Daniel’s heart squeezed in helpless pity as he watched Gretchen’s expression change. Every drop of color drained from her face until she was ashen. Her lips dropped open and moved, as if she was trying to speak. Then her eyes skittered away, cast down, ashamed. Daniel saw Talia’s expression had also changed. There was acute sympathy, but there was also strength, and Daniel understood why Chase had handpicked her for this interview.

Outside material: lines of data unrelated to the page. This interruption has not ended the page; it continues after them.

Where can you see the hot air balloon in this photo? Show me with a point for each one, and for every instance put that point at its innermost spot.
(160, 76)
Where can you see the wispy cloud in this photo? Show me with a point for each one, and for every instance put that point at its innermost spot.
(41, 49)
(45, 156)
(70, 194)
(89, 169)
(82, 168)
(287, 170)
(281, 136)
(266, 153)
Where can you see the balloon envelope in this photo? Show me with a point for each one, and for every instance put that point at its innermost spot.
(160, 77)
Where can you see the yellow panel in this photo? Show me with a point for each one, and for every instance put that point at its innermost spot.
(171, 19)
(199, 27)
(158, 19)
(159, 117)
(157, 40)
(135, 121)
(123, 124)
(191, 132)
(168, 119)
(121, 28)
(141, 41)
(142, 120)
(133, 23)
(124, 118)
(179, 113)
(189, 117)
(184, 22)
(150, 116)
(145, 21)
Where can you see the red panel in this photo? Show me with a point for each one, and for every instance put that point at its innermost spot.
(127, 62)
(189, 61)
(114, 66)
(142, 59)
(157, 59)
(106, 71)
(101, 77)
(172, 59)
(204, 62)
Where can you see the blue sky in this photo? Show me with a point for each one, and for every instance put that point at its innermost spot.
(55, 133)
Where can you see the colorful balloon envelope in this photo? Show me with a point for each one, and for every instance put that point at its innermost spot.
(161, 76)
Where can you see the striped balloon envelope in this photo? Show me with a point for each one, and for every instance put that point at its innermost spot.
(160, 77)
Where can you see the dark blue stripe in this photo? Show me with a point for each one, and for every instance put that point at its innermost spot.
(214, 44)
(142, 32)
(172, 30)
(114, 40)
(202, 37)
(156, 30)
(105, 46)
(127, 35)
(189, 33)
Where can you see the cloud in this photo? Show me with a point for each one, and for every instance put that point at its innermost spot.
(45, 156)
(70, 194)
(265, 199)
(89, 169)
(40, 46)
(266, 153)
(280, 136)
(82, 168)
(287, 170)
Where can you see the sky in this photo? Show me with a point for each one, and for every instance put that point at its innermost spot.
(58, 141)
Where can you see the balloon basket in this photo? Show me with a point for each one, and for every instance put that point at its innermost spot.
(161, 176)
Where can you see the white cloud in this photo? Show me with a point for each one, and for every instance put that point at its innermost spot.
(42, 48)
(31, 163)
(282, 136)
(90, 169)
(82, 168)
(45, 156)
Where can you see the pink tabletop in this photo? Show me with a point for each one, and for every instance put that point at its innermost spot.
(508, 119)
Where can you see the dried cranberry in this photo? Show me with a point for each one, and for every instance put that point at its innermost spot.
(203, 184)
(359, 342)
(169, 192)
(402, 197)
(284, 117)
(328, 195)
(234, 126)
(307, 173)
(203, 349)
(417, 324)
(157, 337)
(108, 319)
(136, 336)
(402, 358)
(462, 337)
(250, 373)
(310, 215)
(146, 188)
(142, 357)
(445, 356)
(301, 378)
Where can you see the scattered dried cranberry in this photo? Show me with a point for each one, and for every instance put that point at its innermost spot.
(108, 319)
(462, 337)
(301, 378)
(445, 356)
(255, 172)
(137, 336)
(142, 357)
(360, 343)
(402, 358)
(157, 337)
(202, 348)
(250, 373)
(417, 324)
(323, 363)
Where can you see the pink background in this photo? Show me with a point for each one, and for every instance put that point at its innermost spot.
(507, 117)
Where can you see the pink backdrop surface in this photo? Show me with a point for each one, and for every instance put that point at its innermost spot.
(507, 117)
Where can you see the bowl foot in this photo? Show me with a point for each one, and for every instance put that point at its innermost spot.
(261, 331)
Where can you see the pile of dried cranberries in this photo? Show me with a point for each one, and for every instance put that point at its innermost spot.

Talia put her hand over Gretchen’s. “I wish I didn’t have to ask you to live that moment again, but I do. Can you tell us what happened?”
“I can’t remember.” Nervously she moistened her lips. Her eyes were conspicuously dry. “I’d tell you if I could. I wanted to tell when it happened. But I couldn’t remember.”
“We think whoever did this to you, drugged you,” Daniel murmured.
Gretchen’s chin jerked up, her eyes devastated, but still dry. “You don’t know who?”
Daniel shook his head. “We’re hoping you can tell us.”
Gretchen sat, barely breathing. “I . . . I was only sixteen. I remember waking up, in my car. It was dark and I was . . . so scared. I knew . . . I mean, I could feel . . .” Her throat worked convulsively. “It hurt. A lot.”